A team of lawyers and forensic accountants from the watchdog is investigating KPMG’s audit of Carillion from 2014–2017 as well as two of the firm’s finance directors Richard Adam and Zafar Khan. The main areas of focus for the investigations are: contract accounting; reverse factoring; pensions; goodwill and going concern.
The FRC is reviewing the audit files for the four year period as well as other material relevant to the financial statements and audits of Carillion, including accounting documents produced by the company and emails and other correspondence from the relevant period. The watchdog expects to review tens of thousands of documents and emails in order to establish how and why audit and accounting decisions were reached.
The first of many detailed and recorded interviews and fact-finding meetings with those under investigation and other relevant witnesses have been conducted. Further interviews may be held as the responses of one interviewee often needs to be considered and analysed prior to conducting interviews of others.

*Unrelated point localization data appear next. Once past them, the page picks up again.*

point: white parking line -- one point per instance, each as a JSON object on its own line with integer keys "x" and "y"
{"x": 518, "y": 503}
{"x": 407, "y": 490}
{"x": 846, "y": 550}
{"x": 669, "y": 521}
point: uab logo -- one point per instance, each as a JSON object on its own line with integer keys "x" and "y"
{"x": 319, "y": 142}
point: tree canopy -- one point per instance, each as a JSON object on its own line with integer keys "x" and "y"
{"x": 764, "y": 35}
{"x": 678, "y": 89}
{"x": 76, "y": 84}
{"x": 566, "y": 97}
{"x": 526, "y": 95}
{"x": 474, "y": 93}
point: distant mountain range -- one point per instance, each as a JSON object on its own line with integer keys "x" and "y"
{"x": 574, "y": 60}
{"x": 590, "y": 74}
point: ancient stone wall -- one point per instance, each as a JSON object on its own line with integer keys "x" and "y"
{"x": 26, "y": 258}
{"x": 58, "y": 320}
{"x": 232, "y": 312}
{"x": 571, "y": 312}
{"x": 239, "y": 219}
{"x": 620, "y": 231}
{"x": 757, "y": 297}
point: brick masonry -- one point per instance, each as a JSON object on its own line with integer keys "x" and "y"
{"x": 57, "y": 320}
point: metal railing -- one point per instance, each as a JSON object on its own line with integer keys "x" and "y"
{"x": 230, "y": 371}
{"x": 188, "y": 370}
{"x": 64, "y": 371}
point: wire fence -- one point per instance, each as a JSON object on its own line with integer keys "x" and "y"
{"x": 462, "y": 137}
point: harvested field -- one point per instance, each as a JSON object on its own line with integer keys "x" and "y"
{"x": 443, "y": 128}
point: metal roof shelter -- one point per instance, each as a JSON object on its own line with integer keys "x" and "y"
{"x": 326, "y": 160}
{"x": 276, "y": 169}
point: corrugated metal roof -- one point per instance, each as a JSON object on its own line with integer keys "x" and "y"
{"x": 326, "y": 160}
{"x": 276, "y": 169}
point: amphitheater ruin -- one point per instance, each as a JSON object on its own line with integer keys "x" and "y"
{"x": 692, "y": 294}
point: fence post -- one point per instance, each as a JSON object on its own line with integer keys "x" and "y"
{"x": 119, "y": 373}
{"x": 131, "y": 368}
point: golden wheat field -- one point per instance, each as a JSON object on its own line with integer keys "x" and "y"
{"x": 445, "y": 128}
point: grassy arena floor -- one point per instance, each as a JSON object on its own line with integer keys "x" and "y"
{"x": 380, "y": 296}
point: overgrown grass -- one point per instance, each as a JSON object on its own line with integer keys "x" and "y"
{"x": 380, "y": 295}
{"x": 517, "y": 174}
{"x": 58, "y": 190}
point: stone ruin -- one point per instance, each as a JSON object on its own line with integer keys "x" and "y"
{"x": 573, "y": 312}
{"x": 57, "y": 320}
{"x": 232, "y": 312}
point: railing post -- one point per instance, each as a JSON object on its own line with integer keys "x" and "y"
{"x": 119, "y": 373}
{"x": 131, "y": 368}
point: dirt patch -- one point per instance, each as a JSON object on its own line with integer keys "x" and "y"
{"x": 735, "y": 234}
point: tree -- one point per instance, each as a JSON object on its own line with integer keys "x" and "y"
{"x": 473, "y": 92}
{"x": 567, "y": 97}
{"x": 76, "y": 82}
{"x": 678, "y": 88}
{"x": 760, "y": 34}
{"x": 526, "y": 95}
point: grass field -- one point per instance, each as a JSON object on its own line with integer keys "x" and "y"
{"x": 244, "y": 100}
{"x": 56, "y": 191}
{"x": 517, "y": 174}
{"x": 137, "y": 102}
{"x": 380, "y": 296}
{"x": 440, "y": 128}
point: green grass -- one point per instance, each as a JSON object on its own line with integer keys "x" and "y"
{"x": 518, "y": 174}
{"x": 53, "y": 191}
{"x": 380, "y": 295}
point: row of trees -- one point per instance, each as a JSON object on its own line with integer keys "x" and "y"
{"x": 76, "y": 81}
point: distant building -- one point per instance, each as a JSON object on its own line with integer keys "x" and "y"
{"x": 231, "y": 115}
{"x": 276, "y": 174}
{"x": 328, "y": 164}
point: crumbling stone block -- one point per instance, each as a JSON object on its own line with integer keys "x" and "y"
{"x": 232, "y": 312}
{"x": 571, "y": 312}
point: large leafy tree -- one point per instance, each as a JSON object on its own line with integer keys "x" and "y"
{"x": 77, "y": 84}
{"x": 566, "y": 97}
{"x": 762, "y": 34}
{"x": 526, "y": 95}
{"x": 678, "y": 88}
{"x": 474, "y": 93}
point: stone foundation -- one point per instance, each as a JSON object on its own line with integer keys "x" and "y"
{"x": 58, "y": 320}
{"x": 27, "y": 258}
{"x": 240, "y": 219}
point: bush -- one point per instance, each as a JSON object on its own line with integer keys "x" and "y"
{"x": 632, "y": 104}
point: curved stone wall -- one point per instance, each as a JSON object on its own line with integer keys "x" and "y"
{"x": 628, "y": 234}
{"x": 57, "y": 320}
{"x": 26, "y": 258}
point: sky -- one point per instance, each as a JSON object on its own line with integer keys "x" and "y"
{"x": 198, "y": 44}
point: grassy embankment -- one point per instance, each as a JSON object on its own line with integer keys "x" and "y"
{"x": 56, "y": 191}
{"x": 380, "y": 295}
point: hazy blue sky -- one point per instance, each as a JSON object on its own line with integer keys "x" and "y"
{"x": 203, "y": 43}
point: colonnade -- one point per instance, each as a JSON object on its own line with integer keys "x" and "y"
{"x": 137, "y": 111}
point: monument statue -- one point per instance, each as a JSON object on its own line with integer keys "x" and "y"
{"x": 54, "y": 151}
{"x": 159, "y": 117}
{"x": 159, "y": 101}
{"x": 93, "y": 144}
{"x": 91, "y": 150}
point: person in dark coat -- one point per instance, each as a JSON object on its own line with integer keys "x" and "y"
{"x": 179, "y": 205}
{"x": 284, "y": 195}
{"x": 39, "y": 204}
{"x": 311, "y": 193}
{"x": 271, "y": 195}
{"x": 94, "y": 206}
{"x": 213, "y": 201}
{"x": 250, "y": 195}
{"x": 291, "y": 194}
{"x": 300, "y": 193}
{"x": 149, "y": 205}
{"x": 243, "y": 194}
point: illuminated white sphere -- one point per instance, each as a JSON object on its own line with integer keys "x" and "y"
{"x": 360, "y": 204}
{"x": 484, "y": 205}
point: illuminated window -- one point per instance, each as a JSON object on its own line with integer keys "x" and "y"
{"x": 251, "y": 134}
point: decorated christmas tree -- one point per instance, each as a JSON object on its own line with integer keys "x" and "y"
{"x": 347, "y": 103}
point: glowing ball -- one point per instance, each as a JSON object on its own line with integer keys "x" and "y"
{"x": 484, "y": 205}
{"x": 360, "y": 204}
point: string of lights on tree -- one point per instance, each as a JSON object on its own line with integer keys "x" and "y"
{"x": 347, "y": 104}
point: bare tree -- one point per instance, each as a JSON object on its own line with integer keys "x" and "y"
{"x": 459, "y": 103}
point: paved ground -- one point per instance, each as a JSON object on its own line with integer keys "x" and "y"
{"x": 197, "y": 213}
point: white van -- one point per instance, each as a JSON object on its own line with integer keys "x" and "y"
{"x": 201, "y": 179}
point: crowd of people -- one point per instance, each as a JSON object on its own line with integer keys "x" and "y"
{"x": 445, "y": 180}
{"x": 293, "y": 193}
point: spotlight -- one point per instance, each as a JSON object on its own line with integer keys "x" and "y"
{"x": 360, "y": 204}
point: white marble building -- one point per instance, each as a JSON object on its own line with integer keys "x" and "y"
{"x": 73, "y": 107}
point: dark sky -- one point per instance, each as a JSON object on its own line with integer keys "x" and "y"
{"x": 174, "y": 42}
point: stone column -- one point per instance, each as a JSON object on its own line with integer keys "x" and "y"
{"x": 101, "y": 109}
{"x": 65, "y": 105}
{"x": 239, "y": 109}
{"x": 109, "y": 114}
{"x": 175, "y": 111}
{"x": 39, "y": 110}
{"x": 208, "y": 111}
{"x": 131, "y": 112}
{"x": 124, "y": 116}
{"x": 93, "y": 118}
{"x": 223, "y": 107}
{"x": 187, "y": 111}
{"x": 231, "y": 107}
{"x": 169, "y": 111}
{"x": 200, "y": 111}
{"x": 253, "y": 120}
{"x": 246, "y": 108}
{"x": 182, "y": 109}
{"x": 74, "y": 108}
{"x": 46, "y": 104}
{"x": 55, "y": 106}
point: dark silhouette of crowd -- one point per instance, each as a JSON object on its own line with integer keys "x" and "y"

In an update today on its Carillion investigations the FRC said: “It frequently takes several months to prepare, schedule and conduct a series of interviews.”
The watchdog added: “FRC investigations are often complex and extensive and any findings may be challenged by experts, lawyers and, if applicable, Tribunal members. This requires detailed and rigorous legal and evidential analysis. The FRC will complete the work relating to Carillion as quickly as possible.
“The speed of the FRC’s investigations may also rely on the level of cooperation of those under investigation, audit clients and third parties (for example: other regulators and liquidators). The Carillion case is one of the largest the FRC has investigated. The FRC will not cut corners to conclude its investigations as that may compromise the integrity of any enforcement action.”